Again false. There were a lot of professional coders before the early 1980s. Most worked in the mainframe world. Much of their code is still running today. And very, very few of them retired rich and young. (Certainly the ones that I know didn't.)
"Check again. Microsoft was founded in 1975. Oracle in 1977."
Fine. The software industry is 35 years old. You're picking nits.
"What exactly did EDS, Computer Sciences Corporation, Capgemini and SAP do before entering software? As far as I can tell, nothing."
The same thing as that Arthur Andersen group that you're classifying as part of the "software" industry.
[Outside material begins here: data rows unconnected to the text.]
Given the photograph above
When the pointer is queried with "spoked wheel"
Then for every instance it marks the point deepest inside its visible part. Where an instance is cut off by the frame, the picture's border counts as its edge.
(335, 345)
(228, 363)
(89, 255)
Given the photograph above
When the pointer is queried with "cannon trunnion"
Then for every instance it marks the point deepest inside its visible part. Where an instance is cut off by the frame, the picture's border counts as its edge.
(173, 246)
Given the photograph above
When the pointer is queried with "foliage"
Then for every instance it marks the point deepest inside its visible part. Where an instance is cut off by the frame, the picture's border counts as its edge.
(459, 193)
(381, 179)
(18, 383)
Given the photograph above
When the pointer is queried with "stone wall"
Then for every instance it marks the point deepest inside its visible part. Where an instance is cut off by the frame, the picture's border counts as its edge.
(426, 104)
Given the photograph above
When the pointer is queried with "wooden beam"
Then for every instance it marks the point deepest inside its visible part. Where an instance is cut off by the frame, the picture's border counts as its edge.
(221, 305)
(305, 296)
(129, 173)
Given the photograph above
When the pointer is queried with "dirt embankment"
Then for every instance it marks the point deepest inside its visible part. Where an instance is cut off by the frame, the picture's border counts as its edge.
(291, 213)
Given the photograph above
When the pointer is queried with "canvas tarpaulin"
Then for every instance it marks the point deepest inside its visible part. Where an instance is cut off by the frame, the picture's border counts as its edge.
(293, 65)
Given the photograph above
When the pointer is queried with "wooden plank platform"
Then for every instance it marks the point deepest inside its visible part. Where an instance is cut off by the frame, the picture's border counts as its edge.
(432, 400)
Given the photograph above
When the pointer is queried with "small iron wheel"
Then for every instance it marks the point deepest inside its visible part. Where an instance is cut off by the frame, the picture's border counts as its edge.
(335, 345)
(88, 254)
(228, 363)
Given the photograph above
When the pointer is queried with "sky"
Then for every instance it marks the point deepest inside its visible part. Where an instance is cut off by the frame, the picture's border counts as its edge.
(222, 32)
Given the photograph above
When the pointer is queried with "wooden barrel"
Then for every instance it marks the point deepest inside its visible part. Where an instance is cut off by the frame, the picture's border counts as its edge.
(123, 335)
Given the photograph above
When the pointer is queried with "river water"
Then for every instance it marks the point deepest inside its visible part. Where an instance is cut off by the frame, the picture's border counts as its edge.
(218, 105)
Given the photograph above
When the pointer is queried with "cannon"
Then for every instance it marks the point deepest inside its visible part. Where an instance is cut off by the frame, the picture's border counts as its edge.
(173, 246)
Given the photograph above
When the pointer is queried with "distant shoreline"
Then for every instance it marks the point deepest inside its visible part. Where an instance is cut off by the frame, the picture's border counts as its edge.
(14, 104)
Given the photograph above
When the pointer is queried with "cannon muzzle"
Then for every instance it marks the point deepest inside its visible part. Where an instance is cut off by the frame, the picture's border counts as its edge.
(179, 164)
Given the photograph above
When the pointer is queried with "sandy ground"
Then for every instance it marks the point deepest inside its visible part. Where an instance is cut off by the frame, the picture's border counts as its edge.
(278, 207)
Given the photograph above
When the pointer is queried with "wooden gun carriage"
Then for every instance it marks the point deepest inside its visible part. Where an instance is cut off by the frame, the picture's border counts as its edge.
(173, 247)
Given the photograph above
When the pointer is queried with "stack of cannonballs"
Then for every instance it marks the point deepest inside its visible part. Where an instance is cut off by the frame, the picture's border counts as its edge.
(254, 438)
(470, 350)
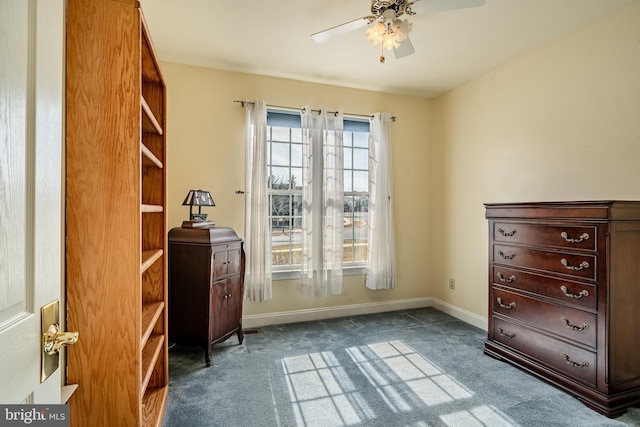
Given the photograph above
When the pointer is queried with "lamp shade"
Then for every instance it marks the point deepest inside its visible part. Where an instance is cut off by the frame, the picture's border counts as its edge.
(198, 198)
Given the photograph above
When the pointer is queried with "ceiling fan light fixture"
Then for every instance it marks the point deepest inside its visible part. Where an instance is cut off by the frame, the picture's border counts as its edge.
(389, 34)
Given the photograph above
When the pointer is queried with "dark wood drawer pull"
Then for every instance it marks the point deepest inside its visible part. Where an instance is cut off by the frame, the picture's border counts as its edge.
(507, 233)
(565, 291)
(565, 356)
(504, 334)
(504, 279)
(582, 238)
(502, 254)
(573, 327)
(583, 265)
(506, 306)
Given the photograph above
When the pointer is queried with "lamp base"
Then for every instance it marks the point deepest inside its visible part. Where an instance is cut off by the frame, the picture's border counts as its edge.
(197, 224)
(198, 217)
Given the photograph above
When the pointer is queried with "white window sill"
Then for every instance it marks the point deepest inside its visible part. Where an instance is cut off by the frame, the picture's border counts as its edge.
(356, 270)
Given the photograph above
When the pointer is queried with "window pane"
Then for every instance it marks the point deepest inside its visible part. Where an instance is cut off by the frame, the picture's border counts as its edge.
(296, 178)
(279, 205)
(296, 135)
(347, 139)
(297, 209)
(280, 154)
(360, 158)
(348, 181)
(361, 139)
(348, 205)
(279, 178)
(296, 154)
(348, 158)
(360, 181)
(279, 133)
(296, 241)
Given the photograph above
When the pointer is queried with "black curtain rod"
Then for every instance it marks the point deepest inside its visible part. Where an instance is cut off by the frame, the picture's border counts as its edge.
(370, 116)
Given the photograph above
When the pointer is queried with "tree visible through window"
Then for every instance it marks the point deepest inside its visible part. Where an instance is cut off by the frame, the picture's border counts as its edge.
(284, 158)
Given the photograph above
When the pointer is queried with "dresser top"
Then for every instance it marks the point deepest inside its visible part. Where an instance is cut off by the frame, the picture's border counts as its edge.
(582, 210)
(203, 236)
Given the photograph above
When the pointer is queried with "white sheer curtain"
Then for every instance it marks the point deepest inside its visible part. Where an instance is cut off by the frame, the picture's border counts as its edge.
(381, 259)
(323, 202)
(257, 234)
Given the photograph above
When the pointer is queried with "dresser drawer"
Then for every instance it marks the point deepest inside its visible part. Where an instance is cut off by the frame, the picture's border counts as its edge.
(561, 236)
(570, 323)
(571, 360)
(577, 265)
(564, 291)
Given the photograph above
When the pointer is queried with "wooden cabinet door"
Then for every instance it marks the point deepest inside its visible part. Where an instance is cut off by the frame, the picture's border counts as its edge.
(234, 302)
(233, 261)
(217, 310)
(219, 264)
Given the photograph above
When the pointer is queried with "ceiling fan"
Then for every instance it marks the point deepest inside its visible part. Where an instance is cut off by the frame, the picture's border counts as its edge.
(386, 29)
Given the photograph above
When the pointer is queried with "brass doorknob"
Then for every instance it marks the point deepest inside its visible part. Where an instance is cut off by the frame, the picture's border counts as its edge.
(54, 339)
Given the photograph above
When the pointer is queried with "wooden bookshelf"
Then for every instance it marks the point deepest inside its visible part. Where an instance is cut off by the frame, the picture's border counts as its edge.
(116, 217)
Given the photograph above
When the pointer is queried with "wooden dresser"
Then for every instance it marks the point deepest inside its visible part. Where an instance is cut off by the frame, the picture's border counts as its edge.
(206, 278)
(564, 295)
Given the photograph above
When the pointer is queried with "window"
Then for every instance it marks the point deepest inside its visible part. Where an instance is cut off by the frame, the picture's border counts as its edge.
(284, 158)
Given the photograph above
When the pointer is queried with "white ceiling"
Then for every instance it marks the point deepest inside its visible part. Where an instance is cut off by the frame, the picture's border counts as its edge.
(271, 37)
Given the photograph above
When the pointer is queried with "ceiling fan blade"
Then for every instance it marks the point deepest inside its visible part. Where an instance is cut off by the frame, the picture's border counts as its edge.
(339, 30)
(425, 6)
(405, 49)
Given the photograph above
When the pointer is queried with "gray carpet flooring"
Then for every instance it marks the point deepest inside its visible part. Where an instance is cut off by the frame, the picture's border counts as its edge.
(413, 368)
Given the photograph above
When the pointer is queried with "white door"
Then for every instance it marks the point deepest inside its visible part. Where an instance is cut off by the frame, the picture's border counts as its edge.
(31, 225)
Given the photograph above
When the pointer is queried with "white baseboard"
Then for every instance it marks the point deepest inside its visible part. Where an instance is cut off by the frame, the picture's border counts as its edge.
(461, 314)
(293, 316)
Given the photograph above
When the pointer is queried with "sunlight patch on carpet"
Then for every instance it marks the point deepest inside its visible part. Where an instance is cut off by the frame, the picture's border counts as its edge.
(327, 392)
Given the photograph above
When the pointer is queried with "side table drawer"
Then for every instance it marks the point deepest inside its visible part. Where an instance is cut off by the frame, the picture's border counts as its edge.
(571, 360)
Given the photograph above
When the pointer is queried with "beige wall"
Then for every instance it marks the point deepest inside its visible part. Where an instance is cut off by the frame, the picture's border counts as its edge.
(561, 123)
(205, 149)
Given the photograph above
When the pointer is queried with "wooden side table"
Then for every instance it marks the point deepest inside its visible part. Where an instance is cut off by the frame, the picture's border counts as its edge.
(206, 286)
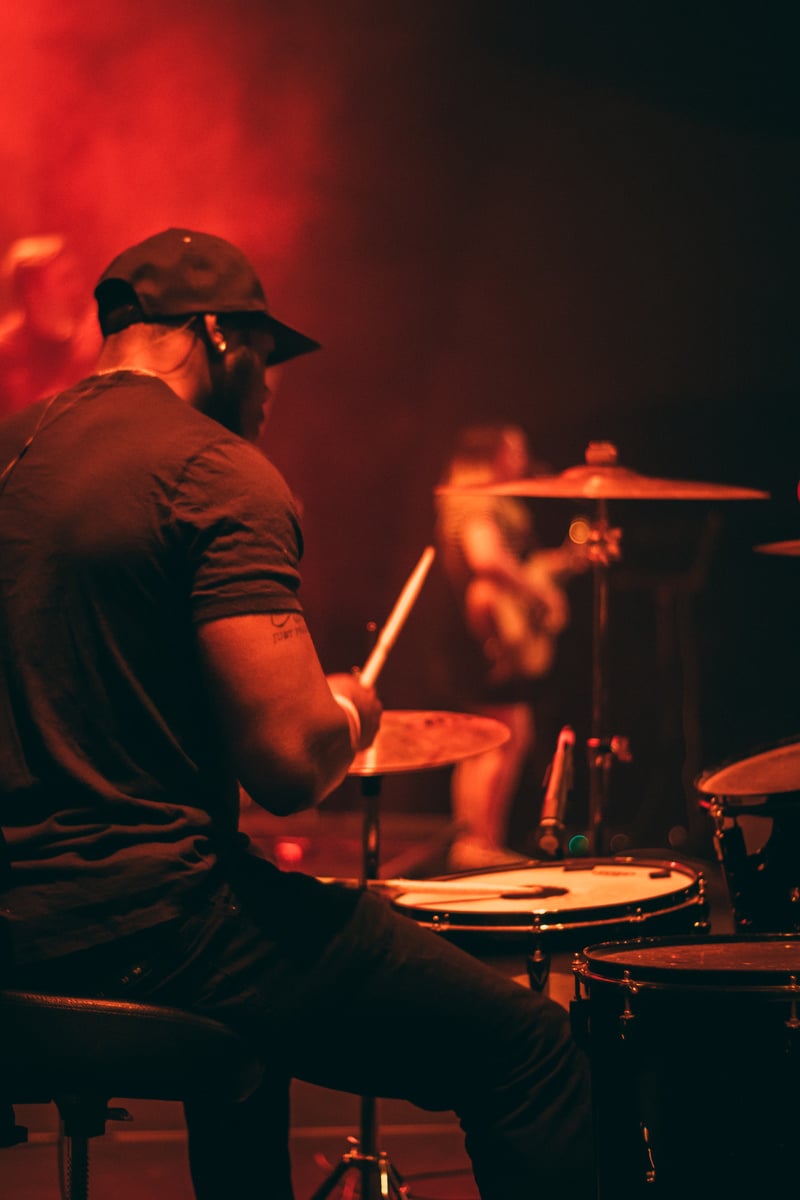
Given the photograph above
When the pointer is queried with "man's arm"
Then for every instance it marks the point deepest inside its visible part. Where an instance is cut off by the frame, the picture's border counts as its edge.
(290, 742)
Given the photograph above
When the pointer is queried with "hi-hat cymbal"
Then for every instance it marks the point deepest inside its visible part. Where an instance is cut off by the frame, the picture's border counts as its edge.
(608, 483)
(410, 739)
(780, 547)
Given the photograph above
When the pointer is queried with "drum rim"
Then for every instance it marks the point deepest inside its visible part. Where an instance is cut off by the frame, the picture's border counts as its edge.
(547, 921)
(597, 969)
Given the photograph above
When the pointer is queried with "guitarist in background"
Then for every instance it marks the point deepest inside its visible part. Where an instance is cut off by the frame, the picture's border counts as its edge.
(511, 607)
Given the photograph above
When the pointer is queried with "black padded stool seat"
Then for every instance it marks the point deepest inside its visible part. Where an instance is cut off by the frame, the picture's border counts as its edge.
(79, 1054)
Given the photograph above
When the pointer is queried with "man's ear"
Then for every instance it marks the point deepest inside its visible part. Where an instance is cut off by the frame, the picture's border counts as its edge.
(216, 339)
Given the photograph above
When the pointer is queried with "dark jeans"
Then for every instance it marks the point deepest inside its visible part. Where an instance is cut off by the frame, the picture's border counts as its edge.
(331, 985)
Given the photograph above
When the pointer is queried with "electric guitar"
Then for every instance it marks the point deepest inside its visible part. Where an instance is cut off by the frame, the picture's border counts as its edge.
(518, 628)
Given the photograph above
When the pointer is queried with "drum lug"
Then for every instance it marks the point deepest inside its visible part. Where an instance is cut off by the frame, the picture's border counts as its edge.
(627, 1015)
(579, 1003)
(793, 1023)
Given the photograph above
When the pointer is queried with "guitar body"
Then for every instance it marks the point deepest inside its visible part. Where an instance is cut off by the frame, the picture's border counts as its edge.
(518, 630)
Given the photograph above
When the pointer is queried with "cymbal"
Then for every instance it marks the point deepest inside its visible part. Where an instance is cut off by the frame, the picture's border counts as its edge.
(768, 772)
(410, 739)
(608, 483)
(780, 547)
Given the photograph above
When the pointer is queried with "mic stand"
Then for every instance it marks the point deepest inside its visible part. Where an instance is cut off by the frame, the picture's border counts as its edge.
(379, 1179)
(601, 748)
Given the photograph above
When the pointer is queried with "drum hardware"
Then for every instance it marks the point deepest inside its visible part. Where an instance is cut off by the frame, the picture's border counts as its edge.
(390, 750)
(655, 1014)
(522, 919)
(558, 785)
(405, 741)
(601, 479)
(761, 793)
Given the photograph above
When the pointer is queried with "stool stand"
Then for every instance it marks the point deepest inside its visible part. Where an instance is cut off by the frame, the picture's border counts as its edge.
(379, 1179)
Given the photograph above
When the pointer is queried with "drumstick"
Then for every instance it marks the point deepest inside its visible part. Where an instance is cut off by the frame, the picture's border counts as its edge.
(388, 636)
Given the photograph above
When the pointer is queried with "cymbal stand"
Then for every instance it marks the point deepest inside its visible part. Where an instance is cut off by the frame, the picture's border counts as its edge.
(379, 1179)
(601, 749)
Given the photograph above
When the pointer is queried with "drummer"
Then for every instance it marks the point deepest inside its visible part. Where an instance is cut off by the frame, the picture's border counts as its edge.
(149, 591)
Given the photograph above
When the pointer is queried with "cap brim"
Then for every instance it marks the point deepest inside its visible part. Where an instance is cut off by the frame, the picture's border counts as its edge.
(289, 343)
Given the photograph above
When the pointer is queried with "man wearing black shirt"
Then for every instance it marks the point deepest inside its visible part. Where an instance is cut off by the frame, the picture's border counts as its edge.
(155, 658)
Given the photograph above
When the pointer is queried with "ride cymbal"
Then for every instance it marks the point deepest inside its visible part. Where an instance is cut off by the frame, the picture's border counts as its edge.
(791, 549)
(410, 739)
(771, 771)
(609, 484)
(601, 478)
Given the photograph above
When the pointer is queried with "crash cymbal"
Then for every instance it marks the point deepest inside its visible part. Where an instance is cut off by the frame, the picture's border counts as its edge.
(769, 772)
(791, 549)
(410, 739)
(601, 478)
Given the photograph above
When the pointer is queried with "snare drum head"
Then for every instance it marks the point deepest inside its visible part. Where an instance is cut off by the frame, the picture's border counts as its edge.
(570, 894)
(769, 960)
(770, 771)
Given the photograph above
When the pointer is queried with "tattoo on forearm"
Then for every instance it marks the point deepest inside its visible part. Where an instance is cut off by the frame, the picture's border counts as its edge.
(287, 624)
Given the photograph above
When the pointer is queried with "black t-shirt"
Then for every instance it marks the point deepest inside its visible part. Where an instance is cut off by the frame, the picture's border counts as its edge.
(130, 520)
Mainframe hardware sales and consulting:
"GE asked Arthur Andersen to automate payroll processing and manufacturing at GE's Appliance Park facility near Louisville, Kentucky. Arthur Andersen recommended installation of a UNIVAC I computer and printer, which resulted in the first commercially owned computer installation in the United States in 1954."
I never said that there weren't any software developers before 1980 -- I said that there wasn't a software industry, as we know it. That mainframes were first sold in the 1950s is not evidence to the contrary.
I'm very emphatically not picking nits here. See http://www.softwarehistory.org/history/ec.html for an overview of the history. From there you can dive into the early history of the software industry, with names, companies, and more. (They have less detail than I'd like.) For example if you read http://www.softwarehistory.org/history/csc.html you'll find that Computer Sciences Corporation started with $100 and a contract from Honeywell to write a programming language called FACT. They were NEVER in the mainframe hardware sales business. As for consulting, guilty as charged. There was no idea of a market in software, so if your company wanted to get paid for writing software then consulting was your only chance. But that still happens in the software industry.
However despite there not being a recognized market, software that was produced for one client could and did get sold to others. And as the 60s progressed there came to be enough of these pieces of software out there that the first regular catalog of software products for sale got going early in 1967. By the end of the 60s there were hundreds of software packages for sale, and IBM declared that it would get into that business starting January 1, 1970 by unbundling some of its software from its hardware.
By that point there is no question that there was such a thing as a software industry. Small? Yes. But definitely present at a surprisingly early point.
If you save wisely, you can retire just fine after a career at a tech company making 2-3x the US median salary. And most companies have good health coverage for the cancer.
She is talking about the pressure to make $10M or more through a startup, not getting the money to retire comfortably.